In the 1920s and 30s, three names conjured the glories of adventure travel: Lindbergh, Halliburton, and Earhart. Like Theodore Roosevelt, Richard Halliburton was a small-framed, sickly child and compensated with a life of pushing himself to extremes. He climbed the Matterhorn, made the first recorded winter summit of Mount Fuji, and took the first aerial photo of Everest. In 1931, with a hired pilot, he circled the globe in an open cockpit biplane, the Flying Carpet, (though they put the plane on ships to cross the Atlantic and Pacific), giving first flights to royalty in Iran and Iraq, the White Rajah's wife in India, and the chief of the Nyak, who paid him in shrunken heads.
Always thirsting for adventure, Halliburton bent local laws well past custom and legality: He tried to enter Mecca, was jailed for photographing the guns at Gibraltar, hid within the Taj Mahal to spend an evening alone, savoring the solitude at sunset and swimming in the pool by moonlight. He registered his body as a ship, the S.S. Halliburton, in order to enter the Panama Canal and remains the only person to have swum its length, 48 miles. Thoroughly original, he twice retraced other travelers' trips in tribute, swimming the Hellespont like his hero Byron and crossing the Alps by elephant as Hannibal had in 218 BC.
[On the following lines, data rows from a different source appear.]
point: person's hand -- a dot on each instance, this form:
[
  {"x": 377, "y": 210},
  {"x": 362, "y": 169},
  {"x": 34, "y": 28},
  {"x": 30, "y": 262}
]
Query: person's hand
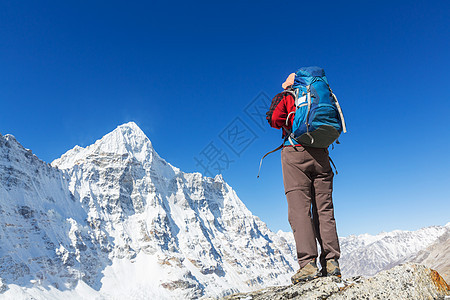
[{"x": 289, "y": 81}]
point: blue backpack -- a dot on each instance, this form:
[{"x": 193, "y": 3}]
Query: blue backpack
[{"x": 318, "y": 119}]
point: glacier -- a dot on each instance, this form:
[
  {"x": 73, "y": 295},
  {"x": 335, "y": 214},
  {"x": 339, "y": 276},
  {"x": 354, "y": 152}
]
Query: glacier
[{"x": 114, "y": 220}]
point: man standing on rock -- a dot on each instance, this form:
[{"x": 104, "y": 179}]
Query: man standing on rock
[{"x": 308, "y": 184}]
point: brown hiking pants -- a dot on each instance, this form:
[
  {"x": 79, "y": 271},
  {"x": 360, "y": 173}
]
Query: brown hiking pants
[{"x": 308, "y": 184}]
As for pushing boundaries at home, Halliburton was likely lovers with the gay movie star Ramón Novarro, and, even more openly, he commissioned an architect to build his cantilevered home, nicknamed Hangover House, in Laguna Beach with three bedrooms: one each for himself, his boyfriend Paul Mooney, and Mooney's boyfriend, the architect. It is the basis for Heller House in Ayn Rand's The Fountainhead.
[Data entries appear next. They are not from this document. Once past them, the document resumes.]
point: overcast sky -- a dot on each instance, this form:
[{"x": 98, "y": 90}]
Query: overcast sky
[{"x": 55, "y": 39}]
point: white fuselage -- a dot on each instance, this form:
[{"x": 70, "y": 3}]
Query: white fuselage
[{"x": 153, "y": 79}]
In March 1939, now enormously famous, Halliburton, Mooney, and an experienced crew left Hong Kong in their custom Chinese junk, the Sea Dragon, to make landfall at the San Francisco World's Fair. Exactly three weeks out, they hit a typhoon and perished. Much earlier, he had written to his father,
And when my time comes to die, I’ll be able to die happy, for I will have done and seen and heard and experienced all the joy, pain and thrills—any emotion that any human ever had—and I’ll be especially happy if I am spared a stupid, common death in bed...
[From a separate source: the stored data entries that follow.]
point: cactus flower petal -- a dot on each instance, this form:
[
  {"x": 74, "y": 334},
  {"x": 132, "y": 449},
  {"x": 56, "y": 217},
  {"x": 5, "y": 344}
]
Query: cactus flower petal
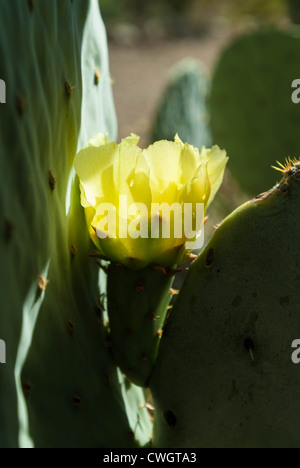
[{"x": 120, "y": 185}]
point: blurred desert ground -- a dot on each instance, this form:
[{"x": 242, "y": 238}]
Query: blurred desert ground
[{"x": 147, "y": 37}]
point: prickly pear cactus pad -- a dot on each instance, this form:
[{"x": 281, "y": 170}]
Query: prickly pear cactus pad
[
  {"x": 142, "y": 263},
  {"x": 224, "y": 376},
  {"x": 59, "y": 387},
  {"x": 252, "y": 113}
]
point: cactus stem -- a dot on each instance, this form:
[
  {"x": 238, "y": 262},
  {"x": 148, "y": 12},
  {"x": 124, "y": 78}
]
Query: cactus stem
[
  {"x": 174, "y": 292},
  {"x": 8, "y": 230},
  {"x": 140, "y": 286},
  {"x": 173, "y": 272},
  {"x": 42, "y": 283},
  {"x": 71, "y": 326},
  {"x": 97, "y": 76},
  {"x": 160, "y": 268},
  {"x": 52, "y": 181},
  {"x": 20, "y": 104},
  {"x": 77, "y": 401},
  {"x": 69, "y": 88},
  {"x": 27, "y": 388}
]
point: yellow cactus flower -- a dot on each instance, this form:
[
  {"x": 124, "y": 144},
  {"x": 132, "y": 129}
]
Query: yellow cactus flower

Ever mindful of his public persona, Halliburton occasionally peppered his narratives with nameless, entirely made up female love interests, yet he lingers over male beauty, and his private letters are explicitly gay. Many of his seven travel books are back in print, the first of which he dedicated to his roommates at Princeton, whose “sanity, consistency, and respectability” inspired him to flee.